Question

Consider the following information for stocks A, B, and C. The returns on the three stocks are positively correlated, but they are not perfectly correlated. (That is, each of the correlation coefficients is between 0 and 1.)

Stock Expected Return Standard Deviation Beta
A 8.50% 16% 0.8
B 9.50 16 1.2
C 10.50 16 1.6

Fund P has one-third of its funds invested in each of the three stocks. The risk-free rate is 6.5%, and the market is in equilibrium. (That is, required returns equal expected returns.)

Required:
a. What is the market risk premium?
b. What is the beta of Fund P?
c. What is the required return of Fund P?
d. Would you expect the standard deviation of Fund P to be less than 15%, equal to 15% or greater than 15%? Explain.

Answer 1

a. $2.5

b. 1.20

c. 9.5%

Step-by-step explanation:

We can calculate the market risk premium and the required return according to the CAPM model by using the simple expected return formula given below. Average beta can be calculated by dividing the sum of all beta with the number of betas

(a) Computation of the market risk premium

According to the CAPM model

Expected Return = Risk-free rate of return + Beta (Risk premium )
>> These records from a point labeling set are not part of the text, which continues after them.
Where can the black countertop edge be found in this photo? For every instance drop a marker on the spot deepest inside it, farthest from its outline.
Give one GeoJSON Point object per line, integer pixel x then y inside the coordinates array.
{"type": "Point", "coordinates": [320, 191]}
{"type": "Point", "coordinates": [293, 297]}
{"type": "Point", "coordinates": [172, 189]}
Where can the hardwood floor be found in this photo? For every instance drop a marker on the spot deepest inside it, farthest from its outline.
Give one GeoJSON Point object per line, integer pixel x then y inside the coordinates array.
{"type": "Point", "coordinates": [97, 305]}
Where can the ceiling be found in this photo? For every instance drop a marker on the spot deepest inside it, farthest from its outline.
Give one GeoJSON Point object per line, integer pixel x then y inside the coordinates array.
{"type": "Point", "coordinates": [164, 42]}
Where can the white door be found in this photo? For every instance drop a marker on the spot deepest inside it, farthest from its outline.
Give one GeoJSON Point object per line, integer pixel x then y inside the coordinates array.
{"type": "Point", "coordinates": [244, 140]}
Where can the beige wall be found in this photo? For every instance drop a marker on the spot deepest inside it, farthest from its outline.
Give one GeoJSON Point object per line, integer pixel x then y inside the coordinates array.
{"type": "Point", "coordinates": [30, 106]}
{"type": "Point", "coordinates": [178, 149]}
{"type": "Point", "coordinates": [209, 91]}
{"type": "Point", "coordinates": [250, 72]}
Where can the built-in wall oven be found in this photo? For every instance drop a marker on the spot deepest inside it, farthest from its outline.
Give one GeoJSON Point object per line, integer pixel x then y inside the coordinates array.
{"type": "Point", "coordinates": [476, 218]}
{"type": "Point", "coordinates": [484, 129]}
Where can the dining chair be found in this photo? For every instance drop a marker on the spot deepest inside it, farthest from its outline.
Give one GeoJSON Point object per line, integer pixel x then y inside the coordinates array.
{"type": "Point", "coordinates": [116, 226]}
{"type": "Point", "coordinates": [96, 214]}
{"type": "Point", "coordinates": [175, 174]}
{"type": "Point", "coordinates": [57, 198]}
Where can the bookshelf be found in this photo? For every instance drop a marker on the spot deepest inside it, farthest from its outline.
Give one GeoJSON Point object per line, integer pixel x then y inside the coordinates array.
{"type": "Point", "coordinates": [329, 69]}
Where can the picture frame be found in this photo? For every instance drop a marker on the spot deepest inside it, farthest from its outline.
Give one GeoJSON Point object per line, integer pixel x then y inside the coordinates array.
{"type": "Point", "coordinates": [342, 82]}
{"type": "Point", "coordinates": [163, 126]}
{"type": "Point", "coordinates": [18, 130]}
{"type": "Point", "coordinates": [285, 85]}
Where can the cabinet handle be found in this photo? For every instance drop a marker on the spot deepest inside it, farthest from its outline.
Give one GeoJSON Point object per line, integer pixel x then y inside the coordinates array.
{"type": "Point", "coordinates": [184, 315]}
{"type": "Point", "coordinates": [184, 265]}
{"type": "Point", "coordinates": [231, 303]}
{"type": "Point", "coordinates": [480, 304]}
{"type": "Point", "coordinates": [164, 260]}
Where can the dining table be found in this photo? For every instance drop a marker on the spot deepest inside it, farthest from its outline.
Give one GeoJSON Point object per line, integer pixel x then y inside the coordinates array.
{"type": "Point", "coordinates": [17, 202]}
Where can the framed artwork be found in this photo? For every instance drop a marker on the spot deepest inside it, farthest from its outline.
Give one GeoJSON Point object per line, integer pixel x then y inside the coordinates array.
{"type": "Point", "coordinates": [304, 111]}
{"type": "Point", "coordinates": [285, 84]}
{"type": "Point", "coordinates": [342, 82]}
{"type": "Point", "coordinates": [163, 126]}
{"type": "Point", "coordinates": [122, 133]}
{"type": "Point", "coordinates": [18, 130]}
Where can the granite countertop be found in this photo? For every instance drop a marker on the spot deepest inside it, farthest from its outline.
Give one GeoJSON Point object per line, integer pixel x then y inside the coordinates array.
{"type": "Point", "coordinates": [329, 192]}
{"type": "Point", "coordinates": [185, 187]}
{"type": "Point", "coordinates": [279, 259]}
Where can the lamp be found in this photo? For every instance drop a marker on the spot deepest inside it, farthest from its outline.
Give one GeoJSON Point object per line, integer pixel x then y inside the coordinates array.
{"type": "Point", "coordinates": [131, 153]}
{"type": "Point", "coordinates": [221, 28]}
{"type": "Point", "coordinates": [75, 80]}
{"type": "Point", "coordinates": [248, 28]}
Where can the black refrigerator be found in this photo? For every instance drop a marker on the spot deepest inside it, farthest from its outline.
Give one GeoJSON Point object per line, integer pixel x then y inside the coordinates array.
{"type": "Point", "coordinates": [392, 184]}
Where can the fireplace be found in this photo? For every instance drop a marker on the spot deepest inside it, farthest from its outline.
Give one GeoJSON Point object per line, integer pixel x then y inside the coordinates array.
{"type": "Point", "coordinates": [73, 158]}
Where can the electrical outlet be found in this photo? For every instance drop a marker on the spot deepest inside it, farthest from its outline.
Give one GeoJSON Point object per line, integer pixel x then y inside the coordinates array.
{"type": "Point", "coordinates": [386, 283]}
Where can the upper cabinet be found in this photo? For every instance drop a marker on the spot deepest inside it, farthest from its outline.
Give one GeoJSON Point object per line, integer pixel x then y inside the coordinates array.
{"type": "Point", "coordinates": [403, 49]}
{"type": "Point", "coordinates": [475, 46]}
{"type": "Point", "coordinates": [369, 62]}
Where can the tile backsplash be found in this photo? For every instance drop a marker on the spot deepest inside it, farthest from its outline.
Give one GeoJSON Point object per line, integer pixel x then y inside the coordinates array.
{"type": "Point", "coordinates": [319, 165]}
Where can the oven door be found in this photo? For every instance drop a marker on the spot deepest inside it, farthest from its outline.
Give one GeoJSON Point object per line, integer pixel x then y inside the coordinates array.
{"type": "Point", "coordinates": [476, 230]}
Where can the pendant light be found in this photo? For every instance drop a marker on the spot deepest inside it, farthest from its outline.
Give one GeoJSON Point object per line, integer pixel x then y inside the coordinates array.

8.50 = 6.5 + 0.8(Risk premium )

Risk Premium = (8.50 - 6.5) / 0.8

Risk Premium = $2.5

(b) Computation of the beta of Fund P.We have,

Average of beta = ( 0.8 + 1.2 + 1.6) / 3

Average of beta = 1.20

(c) Computation of the required return of Fund P

Required Return = Risk-free rate of return + Beta x Risk premium

Required Return = 6.5 + 1.20 (2.50 )

Required return = 9.5%

(d) If the correlation coefficient of the portfolio shall be 1. In this situation, unsystematic risk can not be diversified. So, The standard deviation of the fund P is equal to 15%.

If the correlation coefficient of the portfolio shall be a range of 0 to 1. In this situation, unsystematic risk can be a little bit diversified. So, The standard deviation of the fund P should be less than 15%.